Впрочем, все ерунда. Главное добраться и чтобы была пригодной лодка. Все остальное вздор. Не важно где ночевать. Петрович пустит переночевать в баню и это тоже вариант. Добраться бы. Интересно как? Мой товарищ всегда уезжает на место заранее. Уже через пару дней после секретного письма он сядет на поезд, потом будет трястись с тяжеленным рюкзаком то в одном, то в другом автобусе. А потом будет тропа через лес. Двадцать пять километров лесной дороги по весенним просекам и болотам. Ставки растут. Все правильно, надо быть на месте загодя. Тогда будет запас времени и на выбор места для шалаша и на его строительство. Это правильное решение и он справится. Уже потом, через несколько дней, после нашей встречи, в пятницу перед самым открытием охоты он будет сидеть на пороге избы, и рассказывать мне про свой лесной переход. Про глухаря на сушине, про весенних гадюк, про вальдшнепов. Рассказывать и смотреть, как я торопливо собираю основу для своего собственного шалаша, шалаша который я буду ставить завтра на весеннем разливе ранним утром, в сиреневых весенних сумерках.

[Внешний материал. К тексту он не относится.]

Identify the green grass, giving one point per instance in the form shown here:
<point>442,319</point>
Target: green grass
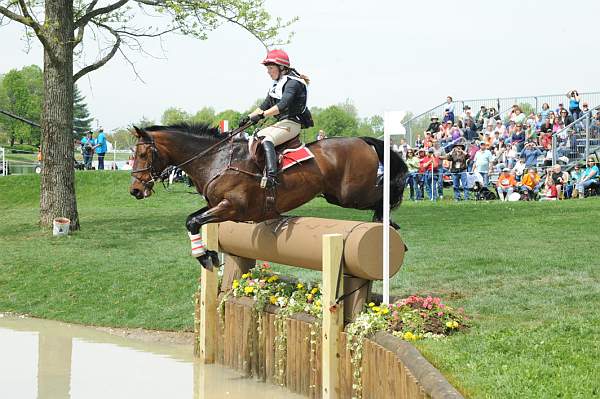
<point>527,272</point>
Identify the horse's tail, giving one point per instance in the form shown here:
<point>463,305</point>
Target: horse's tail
<point>398,171</point>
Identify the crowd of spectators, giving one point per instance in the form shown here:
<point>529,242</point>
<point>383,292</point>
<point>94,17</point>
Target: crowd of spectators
<point>510,158</point>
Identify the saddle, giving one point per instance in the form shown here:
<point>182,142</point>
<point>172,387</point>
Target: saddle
<point>257,152</point>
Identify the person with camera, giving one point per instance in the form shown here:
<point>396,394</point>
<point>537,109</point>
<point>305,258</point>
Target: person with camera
<point>88,144</point>
<point>458,158</point>
<point>574,99</point>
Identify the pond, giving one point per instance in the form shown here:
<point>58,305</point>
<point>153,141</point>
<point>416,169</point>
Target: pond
<point>50,360</point>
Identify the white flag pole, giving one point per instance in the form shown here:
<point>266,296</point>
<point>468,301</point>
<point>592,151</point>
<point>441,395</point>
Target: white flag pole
<point>392,125</point>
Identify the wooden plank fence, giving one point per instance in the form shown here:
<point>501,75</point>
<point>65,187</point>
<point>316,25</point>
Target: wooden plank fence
<point>246,346</point>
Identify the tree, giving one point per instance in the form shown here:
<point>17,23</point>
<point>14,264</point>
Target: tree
<point>122,138</point>
<point>21,94</point>
<point>63,26</point>
<point>82,121</point>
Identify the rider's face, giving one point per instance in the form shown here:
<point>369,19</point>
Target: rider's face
<point>273,71</point>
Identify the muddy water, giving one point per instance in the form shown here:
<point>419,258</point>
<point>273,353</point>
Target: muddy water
<point>50,360</point>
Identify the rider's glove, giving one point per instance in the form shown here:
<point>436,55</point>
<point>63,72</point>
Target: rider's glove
<point>256,118</point>
<point>244,121</point>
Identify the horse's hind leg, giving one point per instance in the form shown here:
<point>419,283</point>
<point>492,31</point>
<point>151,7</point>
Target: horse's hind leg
<point>207,258</point>
<point>223,211</point>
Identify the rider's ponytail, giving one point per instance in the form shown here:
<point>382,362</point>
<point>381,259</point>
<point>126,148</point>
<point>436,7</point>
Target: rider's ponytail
<point>301,76</point>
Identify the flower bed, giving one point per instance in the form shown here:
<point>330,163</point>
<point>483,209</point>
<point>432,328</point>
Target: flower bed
<point>409,319</point>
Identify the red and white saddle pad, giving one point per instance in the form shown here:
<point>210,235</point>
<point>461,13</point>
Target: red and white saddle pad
<point>294,156</point>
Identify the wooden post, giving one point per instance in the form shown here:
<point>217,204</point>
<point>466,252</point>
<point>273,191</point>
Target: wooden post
<point>354,303</point>
<point>208,299</point>
<point>333,315</point>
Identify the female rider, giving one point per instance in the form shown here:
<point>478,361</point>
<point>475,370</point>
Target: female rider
<point>286,101</point>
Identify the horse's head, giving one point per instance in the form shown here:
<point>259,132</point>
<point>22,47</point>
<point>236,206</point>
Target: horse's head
<point>147,165</point>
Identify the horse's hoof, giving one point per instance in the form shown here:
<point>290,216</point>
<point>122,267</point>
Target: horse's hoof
<point>214,257</point>
<point>205,261</point>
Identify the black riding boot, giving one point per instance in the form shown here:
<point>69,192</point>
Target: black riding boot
<point>271,163</point>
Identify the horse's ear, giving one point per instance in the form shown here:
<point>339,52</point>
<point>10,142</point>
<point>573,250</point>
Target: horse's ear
<point>139,133</point>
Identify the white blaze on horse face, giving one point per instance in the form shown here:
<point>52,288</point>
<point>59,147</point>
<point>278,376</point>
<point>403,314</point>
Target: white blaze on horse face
<point>273,71</point>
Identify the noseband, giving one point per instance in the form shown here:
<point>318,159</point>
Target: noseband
<point>154,175</point>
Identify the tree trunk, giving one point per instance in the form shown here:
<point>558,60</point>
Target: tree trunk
<point>57,194</point>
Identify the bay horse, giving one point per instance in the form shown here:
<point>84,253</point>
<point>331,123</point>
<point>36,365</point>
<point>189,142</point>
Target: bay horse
<point>343,171</point>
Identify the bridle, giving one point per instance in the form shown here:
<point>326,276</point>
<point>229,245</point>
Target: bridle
<point>154,175</point>
<point>161,175</point>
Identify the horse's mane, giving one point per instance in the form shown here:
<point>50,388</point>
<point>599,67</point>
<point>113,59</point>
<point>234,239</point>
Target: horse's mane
<point>198,129</point>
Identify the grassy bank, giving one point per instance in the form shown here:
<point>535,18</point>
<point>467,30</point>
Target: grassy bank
<point>527,272</point>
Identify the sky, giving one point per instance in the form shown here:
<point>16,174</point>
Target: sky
<point>381,55</point>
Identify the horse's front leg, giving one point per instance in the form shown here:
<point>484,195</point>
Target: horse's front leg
<point>223,211</point>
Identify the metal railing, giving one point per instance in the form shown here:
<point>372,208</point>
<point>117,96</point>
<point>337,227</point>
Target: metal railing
<point>3,164</point>
<point>578,139</point>
<point>418,124</point>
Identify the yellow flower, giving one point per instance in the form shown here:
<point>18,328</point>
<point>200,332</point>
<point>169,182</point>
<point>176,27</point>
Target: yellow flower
<point>452,324</point>
<point>408,336</point>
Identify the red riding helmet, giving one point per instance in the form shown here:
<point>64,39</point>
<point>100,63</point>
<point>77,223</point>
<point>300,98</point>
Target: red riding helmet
<point>277,57</point>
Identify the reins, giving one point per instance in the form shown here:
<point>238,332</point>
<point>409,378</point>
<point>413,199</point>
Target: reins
<point>218,143</point>
<point>160,176</point>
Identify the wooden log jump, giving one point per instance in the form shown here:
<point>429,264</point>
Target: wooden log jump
<point>298,242</point>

Весна беспокойное время года. Короткие ночи и светлые зори. Весной всегда трудно все успеть. Не так давно, всего пару месяцев назад мы с другом подробно обсуждали вечерами, как будем ходить на тягу вальдшнепа. Конечно, это будет непременно «дальняя тяга». Ближние полянки тоже хороши, но ТАМ! Всего в семи километрах есть чудесная лесная поляна. Это лучшее место в округе, а быть может лучшее место на Земле. Это настоящая глушь, где ленивые и беспечные вальдшнепы начинаю тянуть еще по-светлому. Это, почти сказка. Дорога туда, конечно не легка, но понятна. Семь километров просек это не то, что должно настораживать настоящего мужчину. Можно передохнуть на галечнике, а потом посидеть, уже придя на место. Приходить, конечно, надо заранее. Тогда можно развести костер и выпить чаю. Поискать где ты будешь ожидать сумеречного кулика. Мы смакуем, как будем искать новую лесную полянку, где по нашим расчетам вальдшнепа будет еще больше. Там выбирается из лесных завалов ручей, и вечерами видно как именно там мотаются вальдшнепы. Просвет в кронах вроде был побольше. Наверное, маленькая, никому еще не известная полянка и мы ее непременно сыщем. Зимние грезы. Весною же все проще. Один, много два перехода и семь километров уже не кажутся пустяками. Когда вы два раза подряд пройдете обратный путь в полнейшей темноте, когда все, что вокруг вас это болото, вода и молчаливый притихший лес, а дорога кажется бесконечной, то сразу оцените и ближние поляны и это тоже правильно.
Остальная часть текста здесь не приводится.